By: Mehdi Boukhalfa
Our helplessness before the climate is perhaps why we are so captivated by it. We navigate our lives and our schedules according to the predictions of the weatherman. Thankfully, advancements in technology and the reach of the media have helped widen the gap from when we become informed of an impending natural disaster, to when disaster strikes. And oftentimes, the ways in which we communicate these events to the masses have serious implications as to how the world generally responds.
Hurricane Sandy made landfall just last week off the east coast of the United States and the Caribbean. This represented a serious issue for nations in the Caribbean, near-third world countries whose infrastructure and economy were generally ill equipped to handle the ravages posed by the likes of Sandy.

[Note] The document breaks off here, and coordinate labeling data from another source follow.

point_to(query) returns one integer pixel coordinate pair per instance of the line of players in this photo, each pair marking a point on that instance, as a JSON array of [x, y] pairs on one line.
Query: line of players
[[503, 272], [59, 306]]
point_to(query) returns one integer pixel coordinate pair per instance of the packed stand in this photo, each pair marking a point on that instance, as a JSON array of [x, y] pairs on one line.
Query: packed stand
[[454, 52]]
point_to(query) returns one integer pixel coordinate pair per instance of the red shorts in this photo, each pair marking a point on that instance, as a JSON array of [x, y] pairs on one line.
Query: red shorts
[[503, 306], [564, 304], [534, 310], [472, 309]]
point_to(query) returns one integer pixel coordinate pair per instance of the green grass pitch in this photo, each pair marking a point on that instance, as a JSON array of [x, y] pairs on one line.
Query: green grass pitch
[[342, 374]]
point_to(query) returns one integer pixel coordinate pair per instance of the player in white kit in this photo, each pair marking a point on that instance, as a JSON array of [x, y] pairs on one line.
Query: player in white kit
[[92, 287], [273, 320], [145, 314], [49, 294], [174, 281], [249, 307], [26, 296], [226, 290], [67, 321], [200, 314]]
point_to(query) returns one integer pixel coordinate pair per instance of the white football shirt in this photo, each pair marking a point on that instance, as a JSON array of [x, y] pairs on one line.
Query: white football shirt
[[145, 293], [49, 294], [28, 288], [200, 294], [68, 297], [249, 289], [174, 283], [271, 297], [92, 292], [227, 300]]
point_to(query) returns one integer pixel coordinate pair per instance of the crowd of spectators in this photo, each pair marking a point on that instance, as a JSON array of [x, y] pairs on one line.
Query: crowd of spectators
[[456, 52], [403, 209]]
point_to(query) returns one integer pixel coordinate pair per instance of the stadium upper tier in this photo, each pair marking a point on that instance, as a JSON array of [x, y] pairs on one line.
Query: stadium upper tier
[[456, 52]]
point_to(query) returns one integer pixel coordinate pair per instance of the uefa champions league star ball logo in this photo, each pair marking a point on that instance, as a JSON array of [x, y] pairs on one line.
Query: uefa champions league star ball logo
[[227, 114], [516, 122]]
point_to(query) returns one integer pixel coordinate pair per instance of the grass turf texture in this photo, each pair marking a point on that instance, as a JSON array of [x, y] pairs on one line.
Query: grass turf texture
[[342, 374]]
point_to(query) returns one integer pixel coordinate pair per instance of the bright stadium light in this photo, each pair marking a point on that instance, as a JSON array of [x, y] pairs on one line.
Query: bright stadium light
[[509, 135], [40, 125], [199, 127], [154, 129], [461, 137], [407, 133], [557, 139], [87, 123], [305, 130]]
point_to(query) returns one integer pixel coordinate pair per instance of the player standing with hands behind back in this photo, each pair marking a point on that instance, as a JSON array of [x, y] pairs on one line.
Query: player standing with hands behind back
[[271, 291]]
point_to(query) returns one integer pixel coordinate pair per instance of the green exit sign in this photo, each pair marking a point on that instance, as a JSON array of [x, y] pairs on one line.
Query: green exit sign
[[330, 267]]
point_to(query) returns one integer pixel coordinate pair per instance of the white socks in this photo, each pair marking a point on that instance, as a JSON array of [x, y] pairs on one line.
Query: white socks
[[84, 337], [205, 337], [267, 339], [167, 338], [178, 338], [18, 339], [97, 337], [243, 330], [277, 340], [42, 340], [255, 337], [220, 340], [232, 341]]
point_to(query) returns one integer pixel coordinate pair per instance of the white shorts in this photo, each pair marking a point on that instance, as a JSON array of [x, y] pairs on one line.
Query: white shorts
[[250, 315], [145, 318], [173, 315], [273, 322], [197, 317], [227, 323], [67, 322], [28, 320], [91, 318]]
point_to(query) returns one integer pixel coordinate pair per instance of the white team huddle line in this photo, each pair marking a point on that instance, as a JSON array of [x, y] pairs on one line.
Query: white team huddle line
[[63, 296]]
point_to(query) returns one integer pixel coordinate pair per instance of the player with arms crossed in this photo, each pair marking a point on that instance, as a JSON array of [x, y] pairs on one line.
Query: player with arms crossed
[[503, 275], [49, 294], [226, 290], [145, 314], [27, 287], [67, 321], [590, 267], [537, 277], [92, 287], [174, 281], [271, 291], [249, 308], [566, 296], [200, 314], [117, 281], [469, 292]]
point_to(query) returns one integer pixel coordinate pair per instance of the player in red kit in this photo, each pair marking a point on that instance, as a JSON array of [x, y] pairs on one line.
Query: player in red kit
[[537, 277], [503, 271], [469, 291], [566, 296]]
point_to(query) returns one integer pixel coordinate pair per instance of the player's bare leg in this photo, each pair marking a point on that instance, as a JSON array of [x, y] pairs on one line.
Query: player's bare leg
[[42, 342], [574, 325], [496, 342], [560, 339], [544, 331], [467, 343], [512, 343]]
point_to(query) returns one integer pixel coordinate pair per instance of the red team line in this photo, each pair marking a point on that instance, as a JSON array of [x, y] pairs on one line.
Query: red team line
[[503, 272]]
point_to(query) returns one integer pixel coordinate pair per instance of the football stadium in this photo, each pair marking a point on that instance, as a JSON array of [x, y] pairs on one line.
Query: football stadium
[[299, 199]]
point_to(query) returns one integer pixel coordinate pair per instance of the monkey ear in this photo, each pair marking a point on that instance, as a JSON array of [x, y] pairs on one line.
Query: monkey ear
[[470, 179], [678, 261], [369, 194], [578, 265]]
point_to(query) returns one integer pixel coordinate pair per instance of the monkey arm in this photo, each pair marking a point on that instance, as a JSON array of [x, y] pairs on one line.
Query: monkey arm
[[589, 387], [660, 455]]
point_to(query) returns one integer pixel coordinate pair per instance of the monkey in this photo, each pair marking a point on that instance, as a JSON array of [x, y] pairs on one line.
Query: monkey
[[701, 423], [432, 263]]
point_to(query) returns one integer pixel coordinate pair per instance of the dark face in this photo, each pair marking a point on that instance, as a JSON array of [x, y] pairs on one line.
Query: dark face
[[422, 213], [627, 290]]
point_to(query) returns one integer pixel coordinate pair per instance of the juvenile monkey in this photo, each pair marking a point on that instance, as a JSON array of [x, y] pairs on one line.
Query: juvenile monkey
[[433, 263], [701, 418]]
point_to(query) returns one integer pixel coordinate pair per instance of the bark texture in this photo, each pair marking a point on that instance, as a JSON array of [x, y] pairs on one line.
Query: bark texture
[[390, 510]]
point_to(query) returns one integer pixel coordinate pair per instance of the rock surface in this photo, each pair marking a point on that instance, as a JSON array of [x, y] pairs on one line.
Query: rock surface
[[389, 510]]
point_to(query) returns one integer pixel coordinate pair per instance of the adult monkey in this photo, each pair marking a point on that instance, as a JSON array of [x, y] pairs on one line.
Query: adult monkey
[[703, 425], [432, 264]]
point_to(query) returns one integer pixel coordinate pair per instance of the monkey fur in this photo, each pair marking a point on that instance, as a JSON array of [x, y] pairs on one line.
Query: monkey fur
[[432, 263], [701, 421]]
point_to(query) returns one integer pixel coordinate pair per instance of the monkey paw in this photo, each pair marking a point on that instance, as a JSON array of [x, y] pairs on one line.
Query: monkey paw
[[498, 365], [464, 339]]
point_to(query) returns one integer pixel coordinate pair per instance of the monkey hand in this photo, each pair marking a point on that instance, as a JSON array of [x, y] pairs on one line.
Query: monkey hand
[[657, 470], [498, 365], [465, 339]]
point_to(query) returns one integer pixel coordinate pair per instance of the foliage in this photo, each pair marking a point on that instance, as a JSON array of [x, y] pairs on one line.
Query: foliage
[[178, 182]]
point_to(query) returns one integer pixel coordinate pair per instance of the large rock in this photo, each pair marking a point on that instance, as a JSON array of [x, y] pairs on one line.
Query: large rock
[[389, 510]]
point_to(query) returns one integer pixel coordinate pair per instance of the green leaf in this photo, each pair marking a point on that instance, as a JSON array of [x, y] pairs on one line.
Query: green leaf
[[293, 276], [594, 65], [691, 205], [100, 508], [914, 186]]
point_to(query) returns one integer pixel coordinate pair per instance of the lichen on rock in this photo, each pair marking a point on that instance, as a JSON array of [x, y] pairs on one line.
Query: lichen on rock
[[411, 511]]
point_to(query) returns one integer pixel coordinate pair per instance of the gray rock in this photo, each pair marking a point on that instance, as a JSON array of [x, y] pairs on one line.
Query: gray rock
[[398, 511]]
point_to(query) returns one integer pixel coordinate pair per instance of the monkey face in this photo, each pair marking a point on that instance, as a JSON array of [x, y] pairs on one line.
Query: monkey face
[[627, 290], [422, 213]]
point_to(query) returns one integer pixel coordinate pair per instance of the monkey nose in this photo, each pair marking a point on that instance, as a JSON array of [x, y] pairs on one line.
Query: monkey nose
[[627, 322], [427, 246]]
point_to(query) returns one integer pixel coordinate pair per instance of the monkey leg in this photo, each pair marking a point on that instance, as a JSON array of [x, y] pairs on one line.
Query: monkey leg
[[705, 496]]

Haiti, still recovering from the 2010 earthquake and the ongoing cholera outbreak, was especially hard hit. Overall, the hurricane proved to be the most costly for the US, incurring nearly 50 billion dollars in damages and around 100 fatalities. Haiti, the Dominican Republic, and Cuba, incurred somewhere between 1 and 3 billion in damages, and around 70 casualties combined. The discrepancies in these numbers are likely due to the US’s immense size relative to the other countries, reflected in the size of its population.
But the issue at hand is not economic in nature, but humanitarian. Before reaching land, media conglomerates focused almost exclusively on the consequences Sandy would have on New York and surrounding areas. After the hurricane, the coverage was again centered around the new socio-economic state of affairs of the East Coast, particularly the New York Stock Exchange and implications Sandy had for the oncoming presidential election. The Caribbean received little to no attention in the Western media, a major outlet to the world for disseminating information as to Western affairs.
Media coverage is particularly effective in galvanizing sympathy and catalyzing collective action, and can mean the difference between a country’s receiving aid, and being left alone. This becomes especially true when the countries at hand are unable to fend for themselves after a natural disaster. Haiti for example has no organization set in place for immediate rescue of its citizens, unlike FEMA in the United States, and Jamaica’s sole electricity provider reported that 70% of its customers were without power after Sandy. How must these countries fend for themselves, if they generally rely on external means for support? And how does media coverage affect the extent to which it receives this aid? The answers to these questions are sadly measured in the number of lives, lost to events we cannot control.